5. Proposed pipeline changes

Add NormalizeLeverOntologyTask between identify_potential_levers and consolidation.
Replace DeduplicateLeversTask with ConsolidateLeversTask that supports merge, split, and demote.
Add ScoreLeverStructureTask after enrichment to compute machine-usable scores.
Replace FocusOnVitalFewLeversTask with SelectFoundationalLeversTask and SelectExecutionLeversTask.
Add AuditVitalFewSelectionTask before markdown generation to catch missing fundamentals and over-selected downstream levers.

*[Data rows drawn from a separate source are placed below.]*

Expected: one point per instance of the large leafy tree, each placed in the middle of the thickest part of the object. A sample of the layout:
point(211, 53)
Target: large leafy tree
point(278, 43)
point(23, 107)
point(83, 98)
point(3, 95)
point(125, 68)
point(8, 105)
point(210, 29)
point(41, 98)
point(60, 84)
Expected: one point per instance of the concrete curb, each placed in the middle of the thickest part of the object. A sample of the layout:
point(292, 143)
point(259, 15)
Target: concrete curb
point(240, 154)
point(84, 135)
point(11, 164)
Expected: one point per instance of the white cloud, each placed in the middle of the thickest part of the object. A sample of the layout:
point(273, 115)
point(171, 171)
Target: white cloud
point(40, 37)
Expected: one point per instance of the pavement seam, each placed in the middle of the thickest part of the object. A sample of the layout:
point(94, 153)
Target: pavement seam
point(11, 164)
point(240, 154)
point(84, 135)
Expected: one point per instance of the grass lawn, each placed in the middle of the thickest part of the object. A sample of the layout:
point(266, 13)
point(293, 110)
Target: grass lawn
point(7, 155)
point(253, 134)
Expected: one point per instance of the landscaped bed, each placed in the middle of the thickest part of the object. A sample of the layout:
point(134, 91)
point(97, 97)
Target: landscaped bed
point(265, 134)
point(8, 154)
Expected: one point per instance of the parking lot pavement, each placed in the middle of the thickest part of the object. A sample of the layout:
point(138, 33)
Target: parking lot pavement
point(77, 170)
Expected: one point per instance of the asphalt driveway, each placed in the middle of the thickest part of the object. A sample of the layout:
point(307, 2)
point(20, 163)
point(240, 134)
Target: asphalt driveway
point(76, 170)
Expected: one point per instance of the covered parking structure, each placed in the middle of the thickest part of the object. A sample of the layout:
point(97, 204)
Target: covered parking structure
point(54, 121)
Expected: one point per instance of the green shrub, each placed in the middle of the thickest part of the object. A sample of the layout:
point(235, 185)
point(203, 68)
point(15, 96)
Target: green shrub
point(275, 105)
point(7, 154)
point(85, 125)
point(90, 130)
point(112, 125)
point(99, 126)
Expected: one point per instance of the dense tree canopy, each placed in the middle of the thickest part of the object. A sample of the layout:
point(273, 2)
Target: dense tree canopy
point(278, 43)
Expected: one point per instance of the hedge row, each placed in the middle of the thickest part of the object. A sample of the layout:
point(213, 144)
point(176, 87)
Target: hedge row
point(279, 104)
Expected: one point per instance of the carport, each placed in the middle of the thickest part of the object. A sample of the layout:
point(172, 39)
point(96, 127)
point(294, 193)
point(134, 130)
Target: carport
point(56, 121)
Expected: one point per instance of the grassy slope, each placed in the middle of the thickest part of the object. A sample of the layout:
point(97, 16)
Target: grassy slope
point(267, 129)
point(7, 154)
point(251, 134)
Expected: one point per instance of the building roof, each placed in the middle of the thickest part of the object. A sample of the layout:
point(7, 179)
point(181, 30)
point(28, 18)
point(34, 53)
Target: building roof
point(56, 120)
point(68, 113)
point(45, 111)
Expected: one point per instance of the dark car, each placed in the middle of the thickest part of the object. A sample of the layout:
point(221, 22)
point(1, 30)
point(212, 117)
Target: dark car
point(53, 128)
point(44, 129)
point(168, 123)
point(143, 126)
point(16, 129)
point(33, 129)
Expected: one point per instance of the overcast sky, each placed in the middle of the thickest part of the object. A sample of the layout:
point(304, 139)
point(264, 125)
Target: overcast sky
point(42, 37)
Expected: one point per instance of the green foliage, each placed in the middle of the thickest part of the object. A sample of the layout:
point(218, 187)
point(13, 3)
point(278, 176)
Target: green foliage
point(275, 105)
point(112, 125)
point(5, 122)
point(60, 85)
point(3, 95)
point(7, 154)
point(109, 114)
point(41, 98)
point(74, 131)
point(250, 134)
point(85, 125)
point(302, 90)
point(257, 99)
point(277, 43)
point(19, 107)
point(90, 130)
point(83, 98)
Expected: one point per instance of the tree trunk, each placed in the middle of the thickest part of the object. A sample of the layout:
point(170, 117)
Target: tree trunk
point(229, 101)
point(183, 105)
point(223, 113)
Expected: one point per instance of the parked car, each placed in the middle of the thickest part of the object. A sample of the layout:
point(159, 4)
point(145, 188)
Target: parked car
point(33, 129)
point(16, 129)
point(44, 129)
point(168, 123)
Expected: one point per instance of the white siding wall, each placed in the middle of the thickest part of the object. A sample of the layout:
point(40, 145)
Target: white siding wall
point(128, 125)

6. Suggested JSON schema changes

lever_type: methodology | governance | execution | dissemination | product | operations
decision_axis: short sentence describing the controllable choice
clarity_score: 1-5 for how crisp the axis is
core_layer: core | secondary
lineage: parent lever id plus absorbed child ids
foundationality, validity_risk, feasibility_risk, misuse_risk, reversibility
depends_on, prerequisites, invalidates_if_wrong
selection_rationale: compact machine-readable reason a lever survived or was excluded

7. Implementation order

First fix ontology and consolidation. This is the highest-leverage change.
Then change enrichment so it emits structural scoring fields rather than mostly prose.
Then redesign vital-few selection around foundationality and validity risk.
Only after that should report-generation prompts be revised, because presentation is not the core problem.

8. Practical acceptance criteria

A bundled lever such as language prioritization is either split or rewritten into a crisp axis before enrichment.
At least one governance or publication-threshold lever appears when the domain is politically sensitive or high stakes.
The vital few list can explain why every omitted high-risk methodology lever was excluded.
Downstream markdown cannot claim that no key dimensions are missing unless an omission audit passes.
The same weak presentation-oriented lever should not repeatedly outrank foundational methodology levers across similar projects.

9. Final recommendation

Do not treat this as a prompt-tuning problem. The main issue is not wording quality. The main issue is stage responsibility. The early stages need tighter ontology discipline, the middle stages need structural rather than rhetorical enrichment, and the prioritization stage needs to reward validity-preserving decisions more than influential-looking prose. Fix that branch, and a large share of the downstream plan quality should improve automatically.